Byblos became particularly prominent during the 1980s under British designers Keith Varty and Alan Cleaver. Varty and Cleaver had studied at the Royal College of Art in London and were recruited to work for Byblos in the early 1980s.

Their designs were characterized by bright colours, graphic patterns, knitwear and a youthful combination of sportswear and more formal clothing. Byblos became known internationally for its colourful and unconventional approach to ready-to-wear during this period.

Contemporary coverage of the brand's collections associated Varty and Cleaver with Byblos throughout the early 1990s. In 1997, The Washington Post reported that designer Richard Tyler had taken over the Byblos collection from Varty and Cleaver.

After Varty and Cleaver, Byblos appointed a succession of designers, including Richard Tyler and Richard Bartlett. Other designers associated with the brand in the 1990s and early 2000s included Martine Sitbon and Sandy Dalal.

===Prada and Swinger International===

In 2001, the Prada Group acquired Genny and its associated brands, including Byblos. In April 2002, Prada confirmed that it would sell Byblos to Swinger International, an Italian fashion company based in Verona.

Under Swinger International, Byblos continued to operate as a ready-to-wear fashion brand. Manuel Facchini became its creative director in 2006.

Facchini developed collections that combined elements of contemporary art, technology and nature with Byblos's established emphasis on colour and experimentation. In 2018, he took control of the brand through Byblos S.r.l., following the division of the Facchini family's fashion businesses.

===Relaunch under Manuel Facchini===

Byblos entered a new phase in the early 2020s under Facchini's leadership. In 2022, Facchini became chief executive officer and creative director and relaunched the brand with an emphasis on technology, sustainability, inclusivity and digital forms of fashion presentation.

In February 2022, Byblos opened a concept flagship store at 33 Via della Spiga in Milan's Quadrilatero della moda district. The store was designed around digital and organic forms and was intended to reflect the brand's approach to technology and nature.

In 2022, Byblos returned to the Milan Fashion Week calendar with a digital presentation of its autumn/winter collection. The relaunch included the use of 3D technology and experimentation with virtual fashion and digital retail.

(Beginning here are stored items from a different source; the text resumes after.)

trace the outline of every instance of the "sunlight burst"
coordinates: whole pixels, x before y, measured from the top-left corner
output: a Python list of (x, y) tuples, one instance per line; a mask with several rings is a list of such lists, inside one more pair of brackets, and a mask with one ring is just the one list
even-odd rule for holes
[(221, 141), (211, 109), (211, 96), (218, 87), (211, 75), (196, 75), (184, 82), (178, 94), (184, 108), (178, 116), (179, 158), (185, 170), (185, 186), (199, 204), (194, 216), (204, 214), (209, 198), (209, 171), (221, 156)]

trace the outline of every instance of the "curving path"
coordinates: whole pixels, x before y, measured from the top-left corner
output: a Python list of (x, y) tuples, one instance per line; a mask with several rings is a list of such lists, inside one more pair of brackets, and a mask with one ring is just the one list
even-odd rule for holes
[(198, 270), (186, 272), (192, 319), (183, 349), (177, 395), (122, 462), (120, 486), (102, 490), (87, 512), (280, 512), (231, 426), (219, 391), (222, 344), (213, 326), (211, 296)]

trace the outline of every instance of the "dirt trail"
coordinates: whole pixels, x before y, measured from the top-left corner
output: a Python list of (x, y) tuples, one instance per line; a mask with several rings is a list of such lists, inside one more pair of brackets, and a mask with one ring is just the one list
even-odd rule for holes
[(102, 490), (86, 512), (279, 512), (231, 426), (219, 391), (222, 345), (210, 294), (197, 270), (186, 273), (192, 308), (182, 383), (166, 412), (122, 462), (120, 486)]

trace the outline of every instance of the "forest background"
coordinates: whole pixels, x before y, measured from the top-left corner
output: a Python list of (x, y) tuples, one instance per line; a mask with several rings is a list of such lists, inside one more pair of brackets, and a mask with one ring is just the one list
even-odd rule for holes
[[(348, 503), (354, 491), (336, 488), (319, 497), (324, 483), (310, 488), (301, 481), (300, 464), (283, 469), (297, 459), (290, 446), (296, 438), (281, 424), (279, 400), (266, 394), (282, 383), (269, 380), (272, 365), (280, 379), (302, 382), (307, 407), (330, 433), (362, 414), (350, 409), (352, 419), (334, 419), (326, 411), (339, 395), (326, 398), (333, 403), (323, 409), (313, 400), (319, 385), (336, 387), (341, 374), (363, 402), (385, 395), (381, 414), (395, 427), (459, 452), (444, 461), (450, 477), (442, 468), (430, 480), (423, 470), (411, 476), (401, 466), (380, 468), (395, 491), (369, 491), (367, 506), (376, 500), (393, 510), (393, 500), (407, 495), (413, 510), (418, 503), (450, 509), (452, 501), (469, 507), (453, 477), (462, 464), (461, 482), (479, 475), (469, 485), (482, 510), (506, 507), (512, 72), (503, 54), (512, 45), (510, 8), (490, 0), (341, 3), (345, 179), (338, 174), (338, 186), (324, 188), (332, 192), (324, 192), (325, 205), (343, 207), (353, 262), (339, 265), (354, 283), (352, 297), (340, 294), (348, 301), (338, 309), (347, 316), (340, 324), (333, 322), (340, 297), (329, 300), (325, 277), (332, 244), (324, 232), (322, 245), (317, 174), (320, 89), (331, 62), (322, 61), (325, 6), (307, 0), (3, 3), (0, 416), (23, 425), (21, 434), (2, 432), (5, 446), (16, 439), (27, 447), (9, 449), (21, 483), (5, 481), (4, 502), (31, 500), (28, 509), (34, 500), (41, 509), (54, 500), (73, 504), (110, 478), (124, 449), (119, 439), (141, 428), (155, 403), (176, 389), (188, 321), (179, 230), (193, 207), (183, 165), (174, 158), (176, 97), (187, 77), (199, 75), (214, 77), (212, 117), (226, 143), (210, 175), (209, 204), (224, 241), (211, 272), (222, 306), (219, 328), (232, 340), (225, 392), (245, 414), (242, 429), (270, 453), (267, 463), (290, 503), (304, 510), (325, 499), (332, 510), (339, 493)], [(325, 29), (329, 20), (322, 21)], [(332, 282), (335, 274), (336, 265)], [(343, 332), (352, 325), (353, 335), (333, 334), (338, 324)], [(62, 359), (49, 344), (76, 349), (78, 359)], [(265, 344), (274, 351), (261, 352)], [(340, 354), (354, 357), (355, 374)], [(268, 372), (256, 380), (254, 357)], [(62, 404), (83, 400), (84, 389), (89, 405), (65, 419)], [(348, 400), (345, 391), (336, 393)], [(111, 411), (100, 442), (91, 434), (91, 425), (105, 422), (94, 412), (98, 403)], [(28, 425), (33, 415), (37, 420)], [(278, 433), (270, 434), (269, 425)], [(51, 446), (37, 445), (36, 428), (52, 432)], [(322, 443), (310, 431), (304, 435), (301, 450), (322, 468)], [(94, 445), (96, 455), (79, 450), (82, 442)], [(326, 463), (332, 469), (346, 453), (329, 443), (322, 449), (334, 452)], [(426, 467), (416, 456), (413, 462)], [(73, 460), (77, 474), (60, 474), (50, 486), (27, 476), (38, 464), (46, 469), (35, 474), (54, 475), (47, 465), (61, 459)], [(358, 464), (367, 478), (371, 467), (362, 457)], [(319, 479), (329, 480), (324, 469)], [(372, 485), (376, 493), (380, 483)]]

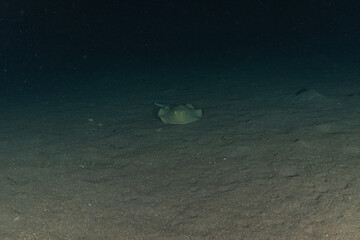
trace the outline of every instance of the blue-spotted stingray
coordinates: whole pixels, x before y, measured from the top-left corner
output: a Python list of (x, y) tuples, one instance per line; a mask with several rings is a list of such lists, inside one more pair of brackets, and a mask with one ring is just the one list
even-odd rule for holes
[(187, 124), (195, 122), (202, 118), (201, 109), (196, 109), (191, 104), (170, 106), (166, 104), (155, 103), (159, 107), (158, 117), (165, 124)]

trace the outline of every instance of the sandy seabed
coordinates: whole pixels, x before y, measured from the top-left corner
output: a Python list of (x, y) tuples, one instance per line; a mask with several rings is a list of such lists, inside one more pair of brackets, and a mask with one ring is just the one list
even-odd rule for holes
[(218, 80), (4, 104), (0, 239), (360, 239), (359, 88)]

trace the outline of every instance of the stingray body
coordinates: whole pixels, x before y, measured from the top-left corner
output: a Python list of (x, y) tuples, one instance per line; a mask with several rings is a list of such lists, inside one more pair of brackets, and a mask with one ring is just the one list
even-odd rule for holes
[(187, 124), (202, 118), (202, 110), (196, 109), (191, 104), (170, 107), (169, 105), (156, 104), (160, 107), (158, 117), (165, 124)]

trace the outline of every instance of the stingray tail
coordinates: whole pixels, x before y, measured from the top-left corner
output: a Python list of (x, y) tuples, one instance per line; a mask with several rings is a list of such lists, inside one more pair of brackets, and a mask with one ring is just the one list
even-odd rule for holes
[(166, 106), (168, 106), (167, 104), (162, 104), (162, 103), (157, 103), (157, 102), (154, 102), (155, 106), (159, 107), (159, 108), (164, 108)]

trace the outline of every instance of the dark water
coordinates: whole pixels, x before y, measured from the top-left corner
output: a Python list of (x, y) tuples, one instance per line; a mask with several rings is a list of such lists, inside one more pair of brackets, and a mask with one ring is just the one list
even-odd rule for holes
[(109, 85), (126, 89), (136, 81), (166, 85), (175, 80), (161, 76), (192, 72), (237, 71), (253, 81), (346, 73), (359, 64), (359, 5), (3, 1), (1, 91), (78, 94)]

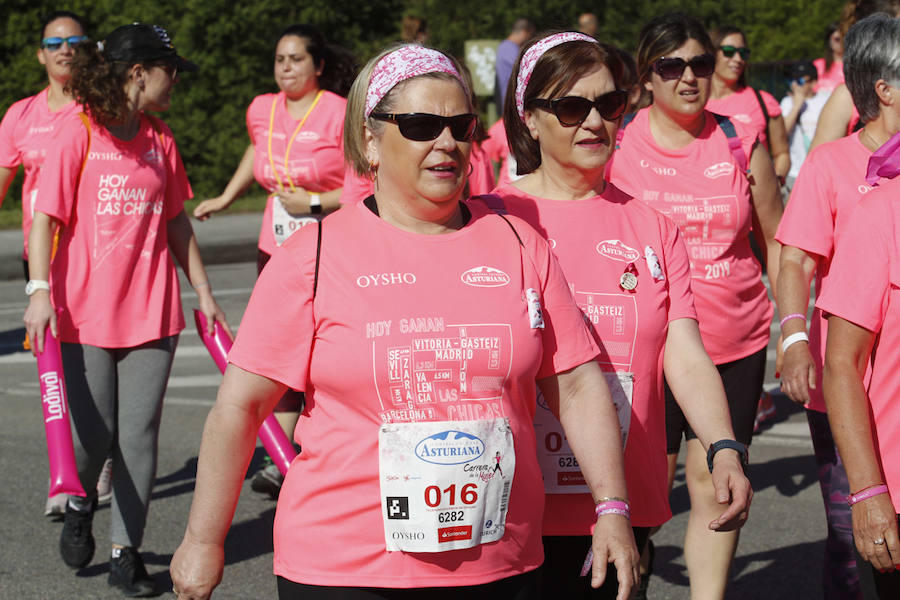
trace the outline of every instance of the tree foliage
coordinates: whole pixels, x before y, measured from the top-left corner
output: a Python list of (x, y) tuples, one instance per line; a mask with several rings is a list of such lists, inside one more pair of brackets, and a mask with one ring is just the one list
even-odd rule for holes
[[(218, 193), (248, 144), (244, 114), (254, 96), (273, 91), (272, 53), (278, 33), (291, 23), (311, 23), (332, 43), (364, 62), (399, 37), (404, 14), (427, 19), (435, 47), (462, 55), (465, 40), (503, 38), (512, 21), (526, 16), (539, 29), (570, 28), (582, 12), (599, 17), (599, 37), (633, 50), (652, 16), (682, 10), (708, 27), (742, 27), (754, 61), (821, 55), (825, 25), (840, 14), (841, 0), (3, 0), (0, 3), (0, 111), (46, 85), (35, 60), (43, 14), (66, 9), (82, 14), (98, 39), (134, 21), (159, 24), (173, 34), (179, 52), (200, 66), (181, 77), (165, 115), (175, 132), (199, 196)], [(6, 203), (18, 199), (18, 190)]]

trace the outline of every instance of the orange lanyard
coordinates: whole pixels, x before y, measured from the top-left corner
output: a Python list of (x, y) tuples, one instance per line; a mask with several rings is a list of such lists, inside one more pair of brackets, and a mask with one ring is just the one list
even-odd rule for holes
[[(303, 115), (303, 118), (300, 119), (300, 123), (297, 125), (297, 129), (294, 130), (294, 133), (291, 134), (290, 139), (287, 143), (287, 148), (284, 151), (284, 176), (287, 178), (288, 185), (291, 187), (292, 192), (296, 192), (297, 189), (294, 187), (294, 182), (291, 180), (291, 172), (288, 168), (288, 157), (291, 155), (291, 146), (294, 143), (294, 139), (297, 137), (297, 134), (300, 133), (300, 129), (303, 128), (303, 124), (306, 123), (306, 119), (309, 118), (309, 114), (316, 107), (316, 104), (319, 103), (319, 98), (322, 97), (322, 90), (319, 90), (319, 93), (316, 94), (315, 99), (312, 104), (306, 109), (306, 114)], [(275, 160), (272, 158), (272, 131), (275, 129), (275, 106), (278, 104), (278, 95), (275, 95), (275, 98), (272, 100), (272, 110), (269, 112), (269, 137), (268, 137), (268, 157), (269, 157), (269, 165), (272, 167), (272, 173), (275, 175), (275, 181), (278, 182), (278, 189), (284, 191), (284, 184), (281, 182), (281, 177), (278, 175), (278, 169), (275, 168)]]

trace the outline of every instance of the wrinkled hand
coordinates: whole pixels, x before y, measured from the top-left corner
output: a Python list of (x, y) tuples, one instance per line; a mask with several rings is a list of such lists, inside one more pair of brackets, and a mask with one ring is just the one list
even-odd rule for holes
[[(640, 580), (640, 561), (631, 523), (620, 515), (597, 518), (592, 541), (594, 563), (591, 567), (591, 587), (599, 588), (607, 576), (607, 564), (616, 566), (619, 592), (616, 600), (628, 600)], [(573, 568), (575, 566), (573, 565)]]
[(194, 208), (194, 218), (199, 221), (205, 221), (220, 210), (228, 208), (229, 204), (222, 196), (204, 200)]
[(750, 514), (753, 488), (750, 487), (750, 480), (744, 475), (737, 452), (722, 450), (716, 453), (713, 458), (712, 483), (716, 502), (728, 506), (725, 512), (710, 522), (709, 528), (713, 531), (740, 529)]
[(59, 337), (56, 313), (50, 303), (50, 292), (47, 290), (38, 290), (31, 295), (22, 320), (25, 322), (25, 331), (28, 332), (28, 338), (31, 340), (31, 353), (34, 356), (44, 351), (44, 334), (47, 331), (47, 325), (50, 326), (50, 334), (55, 338)]
[(816, 389), (816, 365), (809, 344), (791, 344), (782, 357), (781, 391), (804, 406), (809, 404), (809, 390)]
[(309, 214), (309, 193), (303, 188), (298, 187), (293, 192), (282, 190), (278, 192), (278, 199), (292, 217)]
[(806, 101), (806, 90), (796, 81), (791, 81), (791, 100), (794, 106), (800, 106)]
[(189, 541), (185, 536), (169, 565), (175, 598), (207, 600), (222, 581), (224, 568), (224, 547)]
[(218, 302), (216, 302), (216, 299), (213, 298), (213, 295), (209, 291), (208, 287), (198, 290), (197, 301), (200, 305), (200, 312), (203, 313), (204, 317), (206, 317), (206, 331), (210, 335), (215, 334), (215, 322), (218, 321), (222, 324), (222, 327), (228, 333), (228, 337), (234, 339), (234, 334), (231, 332), (231, 327), (228, 326), (228, 321), (225, 320), (225, 311), (223, 311), (219, 307)]
[[(864, 559), (879, 571), (900, 564), (897, 513), (888, 494), (872, 496), (853, 505), (853, 540)], [(884, 540), (876, 544), (875, 540)]]

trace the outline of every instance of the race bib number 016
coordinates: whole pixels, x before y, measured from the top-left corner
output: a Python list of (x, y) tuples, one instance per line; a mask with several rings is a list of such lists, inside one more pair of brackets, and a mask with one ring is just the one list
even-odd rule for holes
[(378, 458), (388, 552), (445, 552), (503, 537), (516, 469), (508, 419), (382, 425)]
[[(625, 371), (616, 373), (604, 371), (603, 375), (606, 377), (606, 384), (616, 406), (624, 449), (631, 427), (634, 375)], [(534, 433), (537, 438), (538, 464), (544, 476), (544, 491), (548, 494), (590, 494), (591, 490), (584, 481), (584, 475), (581, 474), (578, 459), (566, 441), (562, 424), (550, 411), (540, 392), (537, 400), (537, 410), (534, 411)]]
[(321, 215), (295, 217), (285, 210), (278, 196), (272, 196), (272, 233), (275, 235), (275, 243), (282, 245), (294, 232), (318, 221), (316, 216), (321, 217)]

In April 2022, Facchini presented Byblos's first collection in two years, "Twisted," as a fashion film rather than a runway show, and said the brand would not return to traditional fashion weeks. The relaunch targeted Gen Z and millennial consumers, shifted the brand away from wholesale toward direct retail and e-commerce, and set a revenue target of €20–30 million within two to three years. Byblos also redesigned its logo as an equilateral triangle and signed licensing deals for kidswear, footwear, bags and accessories.

Under Facchini, the brand has continued to combine fashion with digital technologies and contemporary art. Its InnerSelf spring/summer 2024 collection, for example, was developed in collaboration with the 3D fashion technology company Style3D.

==Design and products==

Byblos is known for a youthful and colourful approach to Italian ready-to-wear. During the 1980s and early 1990s, the brand became particularly associated with graphic prints, experimental knitwear, bright colours and combinations of sportswear and more formal silhouettes.

The brand has produced women's and men's clothing and accessories. During the 1990s and 2000s, its product range was expanded to include fragrances and eyewear.

Under Facchini, Byblos has incorporated digital technologies and references to contemporary art, architecture and natural forms into its collections. The brand's recent work has included digital fashion projects and collaborations involving 3D design technologies.